Enhancing the proton conduction in α-zirconium phosphate nanoplates by amine intercalation

Abstract

Amine intercalation is an efficient way to fine tune and enhance the properties of layered α-zirconium phosphate (α-ZrP), however, its impact on the proton conduction properties of α-ZrP has been rarely explored. In this contribution, a long-chain alkylamine, dodecylamine (DDA), was successfully intercalated into α-ZrP nanoplates.
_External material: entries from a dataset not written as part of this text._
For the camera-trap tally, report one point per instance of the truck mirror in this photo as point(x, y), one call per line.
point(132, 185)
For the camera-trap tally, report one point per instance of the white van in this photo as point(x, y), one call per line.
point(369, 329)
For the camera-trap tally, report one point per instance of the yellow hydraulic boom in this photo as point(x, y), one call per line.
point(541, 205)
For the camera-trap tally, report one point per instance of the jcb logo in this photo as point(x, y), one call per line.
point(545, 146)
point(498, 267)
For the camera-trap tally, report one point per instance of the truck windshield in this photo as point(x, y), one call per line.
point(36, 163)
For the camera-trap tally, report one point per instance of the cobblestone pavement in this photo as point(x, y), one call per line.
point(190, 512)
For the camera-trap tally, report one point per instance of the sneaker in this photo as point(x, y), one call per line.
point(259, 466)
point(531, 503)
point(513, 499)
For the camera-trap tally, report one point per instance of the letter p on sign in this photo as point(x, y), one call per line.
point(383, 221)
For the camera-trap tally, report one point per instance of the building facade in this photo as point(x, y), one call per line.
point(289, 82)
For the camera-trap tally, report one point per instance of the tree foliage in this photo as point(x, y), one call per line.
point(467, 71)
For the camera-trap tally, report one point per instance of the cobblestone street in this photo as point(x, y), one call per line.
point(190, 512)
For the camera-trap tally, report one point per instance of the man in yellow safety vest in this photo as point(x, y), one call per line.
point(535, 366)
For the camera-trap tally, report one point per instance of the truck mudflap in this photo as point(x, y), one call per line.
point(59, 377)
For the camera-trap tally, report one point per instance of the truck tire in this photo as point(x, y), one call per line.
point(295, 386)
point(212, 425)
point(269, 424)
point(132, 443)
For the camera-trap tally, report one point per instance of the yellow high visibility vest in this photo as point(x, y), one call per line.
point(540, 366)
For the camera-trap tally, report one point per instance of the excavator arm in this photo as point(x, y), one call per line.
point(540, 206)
The intercalation was seen to exert both positive and negative impacts on the proton-transport capabilities of α-ZrP. When the intercalant concentration was low, the hydrophobic long-chain alkyl groups of anchored DDA molecules hindered the diffusion of water, causing suppressed proton conduction. With a high DDA concentration, enhanced proton conduction was observed in the intercalated α-ZrP, due to the existence of expanded interlayer spacing and free DDA, which facilitated the diffusion and accommodation of water molecules, leading to an increase in carrier concentration and the formation of hydrogen-bonding networks. The optimized DDA-intercalated α-ZrP (α-ZrP-DDA (1:4)) showed a proton conductivity of 1.11×10-4 S cm-1 at 303 K and 98% relative humidity (RH), which was one order of magnitude higher than that of α-ZrP. Moreover, a humidity sensor based on α-ZrP-DDA (1:4) was fabricated, which could distinguish deep, normal and fast breathing, indicating its potential for practical monitoring of human breath. Our work demonstrates that amine intercalation is an efficient strategy for modulating proton-transport behavior in α-ZrP, thereby broadening its potential applications.